Now we can test each solution and compare it with the library math and scipy:


import sys
sys.setrecursionlimit(1000000) // increase the depth 
import math
import scipy.special
def test_saved(saved, approx):
    value = [10, 50, 100, 1000, 1000, 2000, 5000, 5000, 5000,
             5000, 10000, 11000, 11000, 11000, 20000, 20000]
    if approx:
        if saved:
            value_saved = {1: 1}
            for num in value:
                log_fact_approx_saved(num, value_saved)
        else:
            for num in value:
                log_stirling(num)
    else:
        if saved:
            value_saved = {1: 1}
            for num in value:
                log_fact_exact_saved(num, value_saved)
        else:
            for num in value:
                log_fact_tree(num)

def log_fact_math(n):
    return(math.log(math.factorial(n)))

def log_fact_scipy(n, exact=False):
    return(math.log(scipy.special.factorial(n, exact)))

import timeit
num = 10000
rep = 200
print("rec:" + str(timeit.timeit("log_fact_rec(" + str(num) + ")",
      setup="from __main__ import log_fact_rec", number=rep)))
print("for:" + str(timeit.timeit("log_fact_for(" + str(num) + ")",
      setup="from __main__ import log_fact_for", number=rep)))
print("scipy exact:" + str(timeit.timeit("log_fact_scipy(" + str(num) + ", True)",
      setup="from __main__ import log_fact_scipy", number=rep)))
print("math:" + str(timeit.timeit("log_fact_math(" + str(num) + ")",
      setup="from __main__ import log_fact_math", number=rep)))
print("tree:" + str(timeit.timeit("log_fact_tree(" + str(num) + ")",
      setup="from __main__ import log_fact_tree", number=rep)))

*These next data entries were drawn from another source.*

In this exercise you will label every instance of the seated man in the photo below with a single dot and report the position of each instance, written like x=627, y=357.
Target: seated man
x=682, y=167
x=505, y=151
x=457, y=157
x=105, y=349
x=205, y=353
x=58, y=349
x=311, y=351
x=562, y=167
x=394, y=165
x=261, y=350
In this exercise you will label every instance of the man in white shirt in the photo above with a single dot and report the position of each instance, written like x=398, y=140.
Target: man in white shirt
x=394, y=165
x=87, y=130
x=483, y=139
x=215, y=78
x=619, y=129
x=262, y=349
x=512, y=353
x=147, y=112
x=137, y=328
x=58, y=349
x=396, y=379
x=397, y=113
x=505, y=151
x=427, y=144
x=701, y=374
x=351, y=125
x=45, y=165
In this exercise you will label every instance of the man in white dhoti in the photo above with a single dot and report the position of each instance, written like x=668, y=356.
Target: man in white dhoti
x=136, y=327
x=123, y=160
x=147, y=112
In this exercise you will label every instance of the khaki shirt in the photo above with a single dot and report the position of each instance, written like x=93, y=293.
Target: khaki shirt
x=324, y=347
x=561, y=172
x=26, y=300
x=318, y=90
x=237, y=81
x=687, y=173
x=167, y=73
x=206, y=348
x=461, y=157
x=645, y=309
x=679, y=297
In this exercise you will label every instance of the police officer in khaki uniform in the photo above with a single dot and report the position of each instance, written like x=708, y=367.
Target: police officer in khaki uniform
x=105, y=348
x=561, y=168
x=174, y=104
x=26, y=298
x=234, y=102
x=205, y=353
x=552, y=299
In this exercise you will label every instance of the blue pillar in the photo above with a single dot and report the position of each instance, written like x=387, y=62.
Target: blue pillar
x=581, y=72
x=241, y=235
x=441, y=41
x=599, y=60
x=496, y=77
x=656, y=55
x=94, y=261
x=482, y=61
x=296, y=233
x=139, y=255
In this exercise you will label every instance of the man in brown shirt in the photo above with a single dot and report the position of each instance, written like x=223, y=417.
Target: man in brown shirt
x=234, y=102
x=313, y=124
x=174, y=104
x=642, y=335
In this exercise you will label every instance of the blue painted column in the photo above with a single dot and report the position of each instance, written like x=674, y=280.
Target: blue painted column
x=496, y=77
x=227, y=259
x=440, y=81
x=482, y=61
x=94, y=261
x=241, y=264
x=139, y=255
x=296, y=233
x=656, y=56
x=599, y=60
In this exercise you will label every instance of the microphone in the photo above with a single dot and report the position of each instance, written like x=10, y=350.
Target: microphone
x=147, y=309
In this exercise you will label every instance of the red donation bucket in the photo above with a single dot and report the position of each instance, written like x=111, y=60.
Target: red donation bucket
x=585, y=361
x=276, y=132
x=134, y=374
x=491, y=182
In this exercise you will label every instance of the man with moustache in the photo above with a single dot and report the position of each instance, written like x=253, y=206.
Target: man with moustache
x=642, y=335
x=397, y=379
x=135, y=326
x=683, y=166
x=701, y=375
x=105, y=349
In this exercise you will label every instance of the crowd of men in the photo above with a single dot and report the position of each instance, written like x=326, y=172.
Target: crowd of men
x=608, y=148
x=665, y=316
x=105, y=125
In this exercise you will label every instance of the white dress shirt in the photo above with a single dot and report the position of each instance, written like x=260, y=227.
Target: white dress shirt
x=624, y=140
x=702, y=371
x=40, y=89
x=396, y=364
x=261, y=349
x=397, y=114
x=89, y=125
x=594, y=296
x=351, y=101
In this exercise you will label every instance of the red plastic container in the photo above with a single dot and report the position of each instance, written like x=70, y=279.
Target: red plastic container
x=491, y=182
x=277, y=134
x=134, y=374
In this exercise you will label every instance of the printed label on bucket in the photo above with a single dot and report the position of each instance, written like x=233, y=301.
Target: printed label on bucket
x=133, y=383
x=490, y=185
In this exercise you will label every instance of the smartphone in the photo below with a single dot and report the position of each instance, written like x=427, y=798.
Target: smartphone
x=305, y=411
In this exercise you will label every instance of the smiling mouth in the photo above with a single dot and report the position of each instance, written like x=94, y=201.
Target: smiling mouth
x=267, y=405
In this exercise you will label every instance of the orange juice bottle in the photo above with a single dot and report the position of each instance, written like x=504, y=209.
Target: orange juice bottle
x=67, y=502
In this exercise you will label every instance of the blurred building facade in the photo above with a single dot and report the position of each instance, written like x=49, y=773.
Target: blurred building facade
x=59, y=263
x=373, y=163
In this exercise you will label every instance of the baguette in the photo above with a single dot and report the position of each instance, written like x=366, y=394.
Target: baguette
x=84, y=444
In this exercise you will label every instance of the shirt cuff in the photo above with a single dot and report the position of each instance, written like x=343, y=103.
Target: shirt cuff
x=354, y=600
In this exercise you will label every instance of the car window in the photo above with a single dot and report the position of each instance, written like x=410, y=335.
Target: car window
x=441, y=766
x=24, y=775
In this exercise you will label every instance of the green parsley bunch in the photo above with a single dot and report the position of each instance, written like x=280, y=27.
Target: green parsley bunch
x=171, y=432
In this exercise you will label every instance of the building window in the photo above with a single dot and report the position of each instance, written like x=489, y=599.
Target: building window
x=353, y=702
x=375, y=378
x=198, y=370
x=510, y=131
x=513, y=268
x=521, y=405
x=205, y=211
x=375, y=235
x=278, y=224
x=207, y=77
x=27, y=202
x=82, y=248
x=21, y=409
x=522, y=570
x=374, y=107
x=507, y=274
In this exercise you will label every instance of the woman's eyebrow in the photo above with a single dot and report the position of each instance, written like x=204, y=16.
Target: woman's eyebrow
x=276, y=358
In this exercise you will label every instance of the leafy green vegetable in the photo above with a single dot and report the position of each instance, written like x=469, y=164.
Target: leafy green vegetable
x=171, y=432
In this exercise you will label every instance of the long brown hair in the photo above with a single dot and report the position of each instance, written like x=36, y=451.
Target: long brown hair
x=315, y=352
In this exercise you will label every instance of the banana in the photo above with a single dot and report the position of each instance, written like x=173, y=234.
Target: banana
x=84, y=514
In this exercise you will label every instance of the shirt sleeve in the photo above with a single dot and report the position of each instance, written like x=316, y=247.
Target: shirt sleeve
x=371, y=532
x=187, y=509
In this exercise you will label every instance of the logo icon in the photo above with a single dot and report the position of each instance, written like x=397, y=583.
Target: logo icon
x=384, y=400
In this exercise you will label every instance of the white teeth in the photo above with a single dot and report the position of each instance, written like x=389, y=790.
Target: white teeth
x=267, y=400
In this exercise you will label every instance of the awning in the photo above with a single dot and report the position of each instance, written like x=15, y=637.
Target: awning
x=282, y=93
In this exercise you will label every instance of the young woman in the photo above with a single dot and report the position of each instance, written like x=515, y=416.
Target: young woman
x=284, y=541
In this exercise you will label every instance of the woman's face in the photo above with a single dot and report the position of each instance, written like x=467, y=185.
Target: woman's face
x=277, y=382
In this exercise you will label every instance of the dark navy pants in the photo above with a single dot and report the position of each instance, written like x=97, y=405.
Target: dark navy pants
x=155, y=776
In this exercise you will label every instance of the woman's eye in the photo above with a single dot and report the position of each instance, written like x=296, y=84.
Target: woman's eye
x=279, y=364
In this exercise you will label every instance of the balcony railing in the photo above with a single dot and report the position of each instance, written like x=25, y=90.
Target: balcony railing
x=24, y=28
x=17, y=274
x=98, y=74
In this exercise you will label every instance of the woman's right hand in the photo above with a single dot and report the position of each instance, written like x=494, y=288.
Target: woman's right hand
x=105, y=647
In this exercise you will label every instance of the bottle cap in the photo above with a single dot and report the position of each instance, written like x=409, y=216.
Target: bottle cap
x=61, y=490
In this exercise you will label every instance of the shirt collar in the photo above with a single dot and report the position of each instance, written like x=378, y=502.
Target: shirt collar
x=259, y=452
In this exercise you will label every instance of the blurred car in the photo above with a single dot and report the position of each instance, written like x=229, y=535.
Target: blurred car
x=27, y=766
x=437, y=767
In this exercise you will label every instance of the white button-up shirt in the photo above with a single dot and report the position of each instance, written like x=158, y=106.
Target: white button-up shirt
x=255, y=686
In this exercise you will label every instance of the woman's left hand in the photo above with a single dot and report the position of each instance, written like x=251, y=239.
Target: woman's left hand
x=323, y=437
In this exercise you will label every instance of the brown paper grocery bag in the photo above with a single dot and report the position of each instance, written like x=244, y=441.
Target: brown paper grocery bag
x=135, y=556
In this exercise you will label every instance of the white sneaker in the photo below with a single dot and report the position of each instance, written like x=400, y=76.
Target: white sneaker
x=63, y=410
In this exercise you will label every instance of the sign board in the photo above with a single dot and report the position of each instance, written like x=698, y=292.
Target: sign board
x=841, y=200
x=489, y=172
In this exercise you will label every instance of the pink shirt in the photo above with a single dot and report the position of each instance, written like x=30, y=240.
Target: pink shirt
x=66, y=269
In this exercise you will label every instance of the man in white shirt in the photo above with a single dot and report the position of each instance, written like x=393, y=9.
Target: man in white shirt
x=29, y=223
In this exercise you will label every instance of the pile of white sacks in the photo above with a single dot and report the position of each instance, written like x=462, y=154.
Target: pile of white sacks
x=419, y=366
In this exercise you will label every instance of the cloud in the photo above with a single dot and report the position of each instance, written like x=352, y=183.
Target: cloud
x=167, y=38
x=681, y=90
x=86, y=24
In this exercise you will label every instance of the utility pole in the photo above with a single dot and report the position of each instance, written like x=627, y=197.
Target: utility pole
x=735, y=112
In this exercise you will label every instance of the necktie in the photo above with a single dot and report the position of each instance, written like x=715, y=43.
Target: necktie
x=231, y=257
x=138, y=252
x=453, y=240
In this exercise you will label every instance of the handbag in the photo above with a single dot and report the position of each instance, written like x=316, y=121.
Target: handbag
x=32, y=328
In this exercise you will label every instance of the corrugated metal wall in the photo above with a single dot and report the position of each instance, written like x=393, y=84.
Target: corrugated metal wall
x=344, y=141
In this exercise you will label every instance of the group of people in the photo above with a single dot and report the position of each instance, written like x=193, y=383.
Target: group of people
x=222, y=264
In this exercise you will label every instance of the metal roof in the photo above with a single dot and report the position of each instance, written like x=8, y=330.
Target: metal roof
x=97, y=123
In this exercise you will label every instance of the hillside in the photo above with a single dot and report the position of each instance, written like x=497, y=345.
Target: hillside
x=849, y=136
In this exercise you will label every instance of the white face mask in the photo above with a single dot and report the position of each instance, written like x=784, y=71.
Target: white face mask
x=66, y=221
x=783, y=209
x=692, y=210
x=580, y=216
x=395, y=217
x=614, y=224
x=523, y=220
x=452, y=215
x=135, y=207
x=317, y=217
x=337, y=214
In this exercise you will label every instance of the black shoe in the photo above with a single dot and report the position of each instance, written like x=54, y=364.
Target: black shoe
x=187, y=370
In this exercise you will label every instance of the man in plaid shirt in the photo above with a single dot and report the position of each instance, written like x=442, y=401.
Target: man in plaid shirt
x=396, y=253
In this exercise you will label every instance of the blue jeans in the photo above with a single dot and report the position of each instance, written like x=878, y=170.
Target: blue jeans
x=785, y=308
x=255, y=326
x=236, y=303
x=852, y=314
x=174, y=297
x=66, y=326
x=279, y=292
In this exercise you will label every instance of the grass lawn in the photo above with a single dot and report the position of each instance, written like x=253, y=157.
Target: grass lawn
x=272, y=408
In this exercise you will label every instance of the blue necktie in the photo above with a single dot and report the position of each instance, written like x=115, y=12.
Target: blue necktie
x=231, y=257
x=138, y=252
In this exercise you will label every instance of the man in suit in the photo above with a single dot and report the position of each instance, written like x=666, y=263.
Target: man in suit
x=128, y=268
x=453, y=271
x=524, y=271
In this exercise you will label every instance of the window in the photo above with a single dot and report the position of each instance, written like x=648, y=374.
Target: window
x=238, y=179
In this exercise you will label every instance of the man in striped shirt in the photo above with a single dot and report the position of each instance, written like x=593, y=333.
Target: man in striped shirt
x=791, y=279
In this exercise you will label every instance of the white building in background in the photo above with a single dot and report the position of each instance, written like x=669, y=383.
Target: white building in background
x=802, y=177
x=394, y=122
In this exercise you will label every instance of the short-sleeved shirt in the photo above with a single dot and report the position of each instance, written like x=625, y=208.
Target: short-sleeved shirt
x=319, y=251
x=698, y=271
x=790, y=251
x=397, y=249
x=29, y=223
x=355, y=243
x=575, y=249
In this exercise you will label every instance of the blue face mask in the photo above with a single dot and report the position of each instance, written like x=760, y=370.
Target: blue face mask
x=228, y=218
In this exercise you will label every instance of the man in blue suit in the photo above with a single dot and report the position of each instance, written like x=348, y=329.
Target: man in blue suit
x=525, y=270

print("scipy approx:" + str(timeit.timeit("log_fact_scipy(" + str(num) + ")",
      setup="from __main__ import log_fact_scipy", number=rep)))
print("log_stirling:" + str(timeit.timeit("log_stirling(" + str(num) + ")",
      setup="from __main__ import log_stirling", number=rep)))

print("value log(100!) tree:" + str(log_fact_tree(100)))
print("value log(100!) scipy approx:" + str(log_fact_scipy(100)))
print("value log(100!) log_stirling:" + str(log_stirling(100)))

print("severals factorial:" + str(timeit.timeit("test_saved(False, False)",
      setup="from __main__ import test_saved", number=rep)))
print("severals factorial saved:" + str(timeit.timeit("test_saved(True, False)",
      setup="from __main__ import test_saved", number=rep)))
print("severals factorial approx:" + str(timeit.timeit("test_saved(False, True)",
      setup="from __main__ import test_saved", number=rep)))
print("severals factorial approx saved:" + str(timeit.timeit("test_saved(True, True)",
      setup="from __main__ import test_saved", number=rep)))

With python 2.7.6 and scipy 0.17.0, we have:

rec:4.52898597717 for:4.09089803696 scipy exact:4.08975815773 math:4.02955198288 tree:1.2138531208	You can see that the “smart” solution is faster, even versus `scipy`
scipy approx:0.00166201591492 log_stirling:0.000301837921143	Again `scipy` is slowest
value log(100!) tree:363.739375556 value log(100!) scipy approx:363.739375556 value log(100!) log_stirling:363.739375556	The log transformation estimate simulations are equal with n>=100
several factorials:14.3231370449 several factorials saved:3.51164102554 several factorials approx:0.00481510162354 several factorials approx saved:0.00360107421875	Saving previous results can save a lot of time, but it will take more memory.

I hope this blog post will help you to choose the best solution to compute factorial or log factorial, according to your needs.